C’était une femme comme beaucoup d’autres : une histoire de vie faite de hauts et de bas. Un besoin d’être aimée et respectée. Des blessures intérieures plus ou moins guéries. Bref, une vie qui pourrait ressembler à la vôtre ou à la mienne. Un des privilèges du métier de pasteur, c’est de pouvoir entendre le cœur des gens : souvent les gens nous font confiance et nous partagent leur cœur, leur intimité, leurs espoirs et leurs doutes. C’est une partie de la faiblesse humaine que nous pouvons entrapercevoir. Je commence alors à me dire que nous nous ressemblons tous avec nos élans mais aussi nos batailles intérieures et notre découragement.
Puis, ensemble, nous avons parlé de la grâce de Dieu. Elle m’a dit comment elle comprenait cet amour de Dieu pour elle. Honnêtement, je n’avais pas grand chose à rajouter : elle avait une compréhension très claire de ce que Dieu pensait d’elle et comment Il la regardait.
Ce qui fait souvent la différence dans nos vies, c’est la présence de Dieu. Non pas que ce soit une recette miracle qui nous évite les aléas de la vie, mais quelle différence en nous quand nous pouvons nous confier en Lui, Lui dire ce qui nous habite, Lui confier notre cœur. Au long des rencontres faites dans mon métier, j’ai réalisé que beaucoup de personnes savent ce qu’est la grâce de Dieu

Petite remarque en passant notamment pour nos auditeurs : quand j’ai demandé à cette femme où elle avait appris ce qu’est la grâce de Dieu, elle m’a parlé d’une grand-maman qui avait rencontré Dieu au cœur de sa vie difficile. Une grand-maman qui avait vécu de la grâce de Dieu et surtout qui avait prié pour sa petite-fille.
Chers amis, tant de fois j’ai entendu la même histoire : un grand-papa ou une grand-maman qui a prié fidèlement pour sa famille. Souvent sans voir de grands effets à sa prière ! mais je peux témoigner que cela fait une différence. Quelque chose de la bénédiction de Dieu est donné et porte son fruit en son temps.
Grands-parents, priez pour vous enfants, pour vos petits-enfants : vous semez dans leurs vies une bénédiction qui, un jour ou l’autre, leur fera ce bien dont ils auront alors tant besoin.
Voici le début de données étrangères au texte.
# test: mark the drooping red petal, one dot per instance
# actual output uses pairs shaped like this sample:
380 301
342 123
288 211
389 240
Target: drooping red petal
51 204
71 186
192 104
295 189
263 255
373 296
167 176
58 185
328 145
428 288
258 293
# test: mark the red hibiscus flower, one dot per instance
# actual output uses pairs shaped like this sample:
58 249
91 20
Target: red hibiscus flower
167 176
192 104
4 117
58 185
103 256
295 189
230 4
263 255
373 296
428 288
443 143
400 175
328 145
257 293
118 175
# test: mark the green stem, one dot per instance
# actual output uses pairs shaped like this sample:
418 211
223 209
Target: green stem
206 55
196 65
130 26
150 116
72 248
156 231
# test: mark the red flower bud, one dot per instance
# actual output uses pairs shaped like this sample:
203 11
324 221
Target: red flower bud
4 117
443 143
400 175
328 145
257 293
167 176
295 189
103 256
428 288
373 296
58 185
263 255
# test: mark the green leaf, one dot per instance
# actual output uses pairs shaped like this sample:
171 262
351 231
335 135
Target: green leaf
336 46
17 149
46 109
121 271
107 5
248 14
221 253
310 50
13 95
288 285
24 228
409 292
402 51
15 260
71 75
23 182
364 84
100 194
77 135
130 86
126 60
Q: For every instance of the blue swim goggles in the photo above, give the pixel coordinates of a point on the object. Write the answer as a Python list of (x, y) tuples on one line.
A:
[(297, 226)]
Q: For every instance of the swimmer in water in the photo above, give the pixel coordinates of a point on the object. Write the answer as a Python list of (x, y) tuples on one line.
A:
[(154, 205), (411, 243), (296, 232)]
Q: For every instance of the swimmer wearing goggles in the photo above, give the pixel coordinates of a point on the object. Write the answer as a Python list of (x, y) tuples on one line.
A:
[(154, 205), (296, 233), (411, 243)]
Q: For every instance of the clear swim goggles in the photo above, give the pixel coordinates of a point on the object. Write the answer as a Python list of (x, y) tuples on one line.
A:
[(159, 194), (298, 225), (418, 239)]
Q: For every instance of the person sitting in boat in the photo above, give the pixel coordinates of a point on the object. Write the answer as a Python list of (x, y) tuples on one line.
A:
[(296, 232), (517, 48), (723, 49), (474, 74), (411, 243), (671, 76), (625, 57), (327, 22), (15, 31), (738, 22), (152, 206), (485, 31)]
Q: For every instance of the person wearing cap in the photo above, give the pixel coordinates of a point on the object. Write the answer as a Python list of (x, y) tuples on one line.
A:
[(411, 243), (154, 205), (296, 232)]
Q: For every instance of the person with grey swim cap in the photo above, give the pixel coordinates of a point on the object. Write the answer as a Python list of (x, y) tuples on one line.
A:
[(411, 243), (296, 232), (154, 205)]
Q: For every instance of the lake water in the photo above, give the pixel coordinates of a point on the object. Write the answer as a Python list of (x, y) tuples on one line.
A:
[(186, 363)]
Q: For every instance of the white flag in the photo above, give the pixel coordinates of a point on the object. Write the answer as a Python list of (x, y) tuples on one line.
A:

Cette femme avait compris la grâce de Dieu mais elle m’a dit alors ceci : " J’ai compris dans ma tête mais mon cœur n’arrive pas à en vivre. Je sais ces choses, je sais l’amour du Seigneur pour moi mais je n’arrive pas à en faire quelque chose ! "

Définition de la grâce de Dieu
La grâce de Dieu, c’est :
- ce regard plein de compréhension que Jésus pose sur nous ;
- cet amour qui pardonne nos manquements, qui va au-delà de nos ratés ;
- cette acceptation de qui nous sommes avec tendresse et pourtant sans rien cacher de ce que nous sommes.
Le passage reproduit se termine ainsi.